Common file system options in diskpart:

  • format fs=fat32 quick — FAT32 (max 32 GB for FAT32 in Windows, max 4 GB per file)
  • format fs=exfat quick — exFAT (recommended for drives over 32 GB used on Windows and Mac)
  • format fs=ntfs quick — NTFS (Windows-only read/write, full read on Mac)

Part 3. Remove Write Protection Before Formatting

If the USB drive is write-protected and refusing to format:

diskpart
list disk
select disk X
attributes disk clear readonly
clean
create partition primary
format fs=exfat quick
assign
exit

⚠️ Important: The clean command in diskpart removes all partitions and data from the selected disk. Confirm you have selected the correct disk number before running clean. This is the most destructive command in diskpart — it cannot be undone.

Part 4. Which File System to Choose

File SystemMax File SizeWindowsMacLinuxUse Case
FAT324 GBYesYesYesUniversal compatibility, older devices
exFAT16 EBYesYesYes (with extras)Large files, cross-platform
NTFS16 TBYesRead-onlyYesWindows-only, large files

💡 Tip: Use exFAT for any USB drive you plan to use on both Windows and Mac. It has no practical file size limit and is natively supported without additional software on both platforms. FAT32 is only recommended for very old devices (pre-2006 cameras, some TVs) that don't support exFAT.

🗣️ r/techsupport user on formatting via CMD: "File Explorer kept giving me an error formatting my USB. Used diskpart to select the disk, clean it, create a new partition, and format as exFAT. Took 5 minutes and worked perfectly."

🗣️ r/sysadmin tip on diskpart safety: "Always run list disk and verify the size before selecting a disk in diskpart. Formatting the wrong disk with a similar size is a surprisingly easy mistake that's impossible to undo."

Part 5. Recover Files If You Formatted the Wrong Drive With Ritridata

If you formatted the wrong disk by mistake, immediately stop using both drives — the formatted drive and the one you intended to format. Ritridata can scan a quickly-formatted drive and recover files from the sectors before new data overwrites them.

Step 1 — Select the accidentally formatted drive from the list

Step 2 — Run a safe scan — the drive is not further modified

Step 3 — Preview and recover your files to a separate drive

FAQ

How do I format a USB drive using CMD in Windows? Open Command Prompt as Administrator. Type diskpart, then list disk to identify your USB. Type select disk X (replace X with the disk number), then format fs=exfat quick to format it as exFAT with Quick Format.

What is the difference between format and diskpart format? The standalone format command formats an existing partition. diskpart gives you full disk control — you can clean the disk, create new partitions, and format them. Use diskpart when the standard format command fails or when you need to start with a clean disk.

Can diskpart format a write-protected USB drive? Yes — in diskpart, run attributes disk clear readonly after selecting the disk.
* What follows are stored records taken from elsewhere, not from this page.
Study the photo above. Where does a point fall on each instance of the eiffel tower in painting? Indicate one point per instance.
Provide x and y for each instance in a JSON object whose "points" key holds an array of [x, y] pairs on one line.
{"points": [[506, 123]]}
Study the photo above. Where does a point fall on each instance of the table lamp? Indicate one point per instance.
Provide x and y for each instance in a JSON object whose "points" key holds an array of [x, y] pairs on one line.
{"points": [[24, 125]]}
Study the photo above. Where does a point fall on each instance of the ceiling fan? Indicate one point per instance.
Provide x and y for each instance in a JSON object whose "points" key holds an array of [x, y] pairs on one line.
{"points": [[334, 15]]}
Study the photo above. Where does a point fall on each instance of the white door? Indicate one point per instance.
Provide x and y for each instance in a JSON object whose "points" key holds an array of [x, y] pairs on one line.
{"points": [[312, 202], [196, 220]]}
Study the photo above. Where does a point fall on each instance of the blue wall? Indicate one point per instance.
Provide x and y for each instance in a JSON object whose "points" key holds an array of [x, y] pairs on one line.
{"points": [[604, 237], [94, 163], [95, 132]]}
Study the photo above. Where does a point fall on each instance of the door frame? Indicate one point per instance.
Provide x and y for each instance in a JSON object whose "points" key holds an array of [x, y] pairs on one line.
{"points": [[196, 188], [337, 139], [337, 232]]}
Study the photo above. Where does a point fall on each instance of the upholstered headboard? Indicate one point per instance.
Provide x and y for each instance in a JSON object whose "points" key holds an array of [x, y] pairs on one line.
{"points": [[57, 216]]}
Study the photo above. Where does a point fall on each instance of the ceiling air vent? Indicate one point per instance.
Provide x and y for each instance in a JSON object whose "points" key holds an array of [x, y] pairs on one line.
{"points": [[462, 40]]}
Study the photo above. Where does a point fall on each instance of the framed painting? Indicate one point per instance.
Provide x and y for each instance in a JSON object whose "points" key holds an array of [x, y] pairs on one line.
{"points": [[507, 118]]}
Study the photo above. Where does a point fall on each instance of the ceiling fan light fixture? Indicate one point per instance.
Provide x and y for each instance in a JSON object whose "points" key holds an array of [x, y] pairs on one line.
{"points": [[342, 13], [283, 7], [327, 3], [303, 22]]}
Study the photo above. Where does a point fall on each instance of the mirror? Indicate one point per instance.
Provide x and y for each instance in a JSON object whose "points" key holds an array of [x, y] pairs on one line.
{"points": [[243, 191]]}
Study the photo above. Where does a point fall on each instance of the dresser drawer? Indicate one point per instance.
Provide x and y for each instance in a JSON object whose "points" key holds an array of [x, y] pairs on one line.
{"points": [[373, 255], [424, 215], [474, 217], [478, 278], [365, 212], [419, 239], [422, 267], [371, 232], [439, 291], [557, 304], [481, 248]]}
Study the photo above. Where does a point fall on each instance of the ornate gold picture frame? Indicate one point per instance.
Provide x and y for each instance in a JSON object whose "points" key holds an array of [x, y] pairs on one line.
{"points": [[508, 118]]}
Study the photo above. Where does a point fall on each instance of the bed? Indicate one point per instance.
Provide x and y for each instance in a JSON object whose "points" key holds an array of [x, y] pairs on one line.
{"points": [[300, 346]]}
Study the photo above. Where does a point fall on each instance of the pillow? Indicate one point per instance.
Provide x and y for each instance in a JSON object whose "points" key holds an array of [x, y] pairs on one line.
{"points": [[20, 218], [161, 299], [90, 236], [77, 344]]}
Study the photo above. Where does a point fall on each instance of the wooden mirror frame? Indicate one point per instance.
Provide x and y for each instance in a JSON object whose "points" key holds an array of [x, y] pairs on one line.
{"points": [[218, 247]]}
This removes the read-only attribute. If write protection is hardware-based (physical switch on the USB), the attributes command will not help — check for a physical lock switch on the drive.

Is Quick Format the same in CMD as in File Explorer? Yes — format fs=exfat quick performs the same operation as checking "Quick Format" in File Explorer. Both rebuild the file system without overwriting file data, making recovery possible afterward if needed.

How do I check disk numbers in diskpart safely? Run list disk and look at the Size column. Match the size to your USB drive. A 64 GB drive will show approximately 59 GB. Always verify size before selecting — disk numbers change depending on which drives are connected.

Can I format only part of a USB drive using CMD? Yes — using diskpart, you can create multiple partitions on a USB drive and format each separately. Create partitions with create partition primary size=X (where X is MB) before running the format command on each.